High Availability With A Hosted SaaS Solution
In a real-time, extremely demanding industry like ours, time very truly is money. For CAKE, a service interruption would not only carry the universal reputation degradation that would affect any other online service, but would also manifest in quantifiable dollars lost.
So, what are some of the ways modern “always on” solutions are architected? Let’s take a look at some of the considerations of creating a highly available online service from scratch.
At the bottom of our stack we have the actual server and network hardware the software runs on. A very common way of providing both fault-tolerance and the ability to scale horizontally is the use of a load balancer. These devices sit in between your users and your webservers. They distribute incoming requests to any one of several servers that are equipped to field that request. For example, let’s say you host a website and you would like to ensure you can continue to serve your customers even if an entire web server goes offline. A load balancer can automatically detect if a web server has failed and will no longer route incoming requests to it. This is seamless to your users so your service continues uninterrupted. One thing to consider here is how much capacity you have in the way of available servers if one or more fail. If you had four web servers handling all the load for your web service and one fails unexpectedly, are the remaining three capable of handling the entire load? How quickly can you scale back out?
Taking another step back, what would happen if the data center your servers are located in experiences a major environmental or network related outage? All your meticulous planning, server redundancy, and load balancing goes right out the window if your users aren’t able to reach any of it. Geographic separation is another important piece of the puzzle. Ideally, you would have your entire redundant server stack architecture replicated in at least one other data center.
A commonly overlooked aspect of this part of the design is just how much geographic separation is enough. There have been many instances where solutions are deployed in different locations in the same city or state. This makes it easier for management if you need staff to physically service both data centers but it isn’t quite as resilient as one might think. While rare, it is not unheard of for an upstream network provider to experience a major regional problem. This can and has resulted in multiple, seemingly separate data centers being unreachable simultaneously. Additionally, the same capacity issue arises. If both data centers were sharing the load for your service and one is suddenly not available, will the doubled demand on the remaining site effectively overload it?

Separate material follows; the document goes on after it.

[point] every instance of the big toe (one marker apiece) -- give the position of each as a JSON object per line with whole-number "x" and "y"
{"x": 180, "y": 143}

Now let’s take a look at the top layer. You’ve got your multiple data centers full of load balancers and redundant servers and everything is working great. Your next decision is what type of failover model to use. There are a few strategies to choose from that would be appropriate here. The most common in this use case would be active-active and active-passive (warm stand-by). In an active-active scenario, we would have all of our data centers participating in serving up our product. As the name suggests in the other scenario, we would have our other data center running in stand-by mode with no traffic going to it. If there was a problem, we could change our DNS records to point traffic to the other data center instead.
The option we will go with here is an active-active solution. This offers us an additional feature that comes in really handy in a latency sensitive product like a tracking solution. If we have both of our data centers fielding requests, we can actually route end users to the data center closest to them. There are a number of enterprise level DNS providers that offer this latency based routing feature. When someone attempts to access one of our URLs, the DNS service looks at their IP address and then answers their request with the IP address of our site closest to them. Another really cool technology we can leverage here is the ability for the DNS service to monitor your data centers health. Just like the load balancer can detect failed web servers and stop routing to them, the DNS service can detect failed data centers, and stop sending traffic there.
As you can tell by this high-level overview, there is an ever-evolving landscape of new technologies and techniques. Like any good service provider, at CAKE we love to stay abreast of the best and most reliable way of providing the best-in-class service to our customers!
Happy architecting!